Randomized — The arm of the study (active treatment arm or placebo arm) that the patient will follow is determined by a flip of a coin (or like randomizing procedure).
Double-blind — Neither the patient, the treating physician, nor any other staff knows when or if the patient is receiving active treatment or placebo.
Placebo-controlled — Some patients exclusively receive the study drug or treatment and some patients exclusively receive a placebo, a harmless substance that has no effect and is used as a control.

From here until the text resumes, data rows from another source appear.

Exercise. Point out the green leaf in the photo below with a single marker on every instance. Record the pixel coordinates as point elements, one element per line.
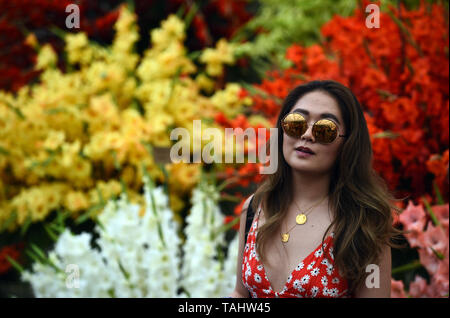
<point>26,225</point>
<point>15,264</point>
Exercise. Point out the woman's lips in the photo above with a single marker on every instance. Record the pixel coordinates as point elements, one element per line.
<point>303,154</point>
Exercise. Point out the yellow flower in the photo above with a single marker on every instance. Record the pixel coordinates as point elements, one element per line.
<point>228,100</point>
<point>76,201</point>
<point>183,176</point>
<point>205,83</point>
<point>69,152</point>
<point>174,27</point>
<point>215,58</point>
<point>54,139</point>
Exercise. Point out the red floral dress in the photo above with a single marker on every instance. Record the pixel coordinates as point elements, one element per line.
<point>314,276</point>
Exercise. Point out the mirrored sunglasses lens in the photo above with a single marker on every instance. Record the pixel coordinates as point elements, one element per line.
<point>325,131</point>
<point>294,125</point>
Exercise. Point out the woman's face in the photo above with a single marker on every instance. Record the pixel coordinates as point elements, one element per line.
<point>311,106</point>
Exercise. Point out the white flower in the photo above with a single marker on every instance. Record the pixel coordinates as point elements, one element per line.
<point>318,253</point>
<point>299,266</point>
<point>140,256</point>
<point>311,265</point>
<point>304,280</point>
<point>314,291</point>
<point>315,271</point>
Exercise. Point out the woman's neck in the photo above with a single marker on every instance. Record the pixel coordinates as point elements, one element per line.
<point>308,189</point>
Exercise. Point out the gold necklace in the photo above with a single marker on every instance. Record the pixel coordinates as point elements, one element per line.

Placebo crossover — Study includes a point whereby participants change study arms, although the timing of that change and whether drug or placebo is received remains blind to all. Some may take placebo for 4 weeks, have a 2-week wash-out with no drug or placebo, and then switch to taking taking the study for 4 weeks, for example. Others in the same study would begin with study drug for 4 weeks, 2-week wash-out and then cross over to take the placebo for 4 weeks.
Safeguards and Ombudsmen — Many checks and balances are in place to ensure safety.
- New drug applications (NDA) are submitted to the Food and Drug Administration (FDA), requiring one or more pivotal Phase II trials. FDA oversight ensures maximal safety. Foreign studies may or may not help drug approval.
- Further safeguards are placed by the Institutional Review Board (IRB) within the hospital or facility level where the ethical aspects and safety profile of the study are monitored on a regular basis.
- The Data Safety Monitoring Board (DSMB) is comprised of independent experts in the field who have no part in the actual study, but are able to look at the unblinded progress of the trial and recommend changes in the protocol or even a premature discontinuation of the trial if warranted. Unintentional toxicity or data revealing continuation of giving the placebo over the actual medication is unethical give good cause to alter the study course.